Она обернулась к нему, взглянула исподлобья и начала медленно наступать.
— Не оденуся… не оденуся… — говорила она. — Птицы не одеваются, и я не буду…
Вася отступал с тлеющей веткой-кочергой, глядя на нее с отчаянием.
— Ты сдурела совсем?.. А если увидят?
— Кто увидит?.. Никто не увидит…
Вася отвернулся и пошел прочь, поглядывая вниз. Валя — за ним. Он обернулся. Дальше отступать было некуда.
И Валя схватила его за руку. Вася сопел, молча, глядел на нее. Она прижала его руку к своему курчавому паху…
— Здесь… здеся… сюда… да… — шептала она, касаясь сосцами его груди.
Вася перевел дыхание, сглотнул судорожно, озираясь. Но помощи ждать было неоткуда. И Валя крепко охватила его руками.
— Фасечка… Фасечка…
Она терлась бедрами, животом о его ноги, живот, расстегивала пуговицы, тянула штаны вниз. И вот уже и Вася был голый с напружиненным чудесной силой удом. Валя хотела тут же и лечь, но в этом месте земля была еще сырой.
— Как в парижском лесу… — пробормотал Вася.
Но Валя взяла его за руку и повела в самый центр острова, здесь было почти сухое место… Она потрогала.
— Нет… сыро… Давай так… Так, Фасечка…
И они стояли посреди острова с дымящимся костерком и деревом и приплясывали, двигались волнообразно. Валя двигалась и Васю заставляла. И он подчинялся, сине глядя на ее лицо с прикрытыми глазами. И что-то случилось почти сразу, Валя закусила губу, сильнее прижалась к Васе.
— Что? — пробормотал он.
— Давай, Фасечка… делай…
И Вася не мог уже остановиться.
А потом увидел, что уд весь в яркой крови. Испугался. Валя улыбалась. Он ощупывал плоть…

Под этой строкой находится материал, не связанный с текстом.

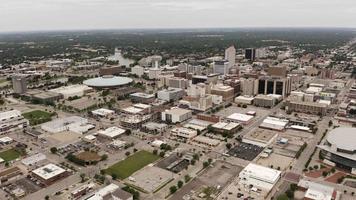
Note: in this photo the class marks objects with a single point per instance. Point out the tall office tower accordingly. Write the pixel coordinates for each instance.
(230, 55)
(272, 85)
(221, 67)
(250, 54)
(19, 84)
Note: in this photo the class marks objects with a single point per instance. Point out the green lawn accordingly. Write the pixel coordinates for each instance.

— Да это у меня, Фасечка, — проговорила Валя. — Наконец-то… Почти не больно.
— Погоди… Так это… что… Ты что… эта… девственница?
Она кивнула.
— Но… как же?..
Вася не мог опомниться и от только что пережитого, и от этой новости.
— А ты, Фасечка?
— Я?..
— У тебя этого не бывало еще, Фасечка? Ведь так? Я знаю. Я первая, да, Фасечка? Я знаю.

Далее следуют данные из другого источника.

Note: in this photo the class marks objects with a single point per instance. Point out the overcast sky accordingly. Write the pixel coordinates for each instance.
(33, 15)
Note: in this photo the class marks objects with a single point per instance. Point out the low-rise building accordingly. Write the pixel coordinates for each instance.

И она целовала его в шею, губы, плечи, обнимала. Потом пошла к воде, присела на корточки, зачерпнула ладонью воды.
— Ху-ууугу!.. Х-холодина!
Вася печально наблюдал за нею, иногда трогал все еще напряженный уд.
Она оглянулась.
— А ты чиво? Иди мой.
Вася подчинился. Опустился на корточки рядом, зачерпнул воды.
— Хых!..
— Ой, Фася… чуешь… каша-то подгорела!
И они поспешили к костру.
— Только не хватайся за проволоку! — воскликнула Валя.
Вася подцепил проволоку суком и снял чадящую кастрюлю.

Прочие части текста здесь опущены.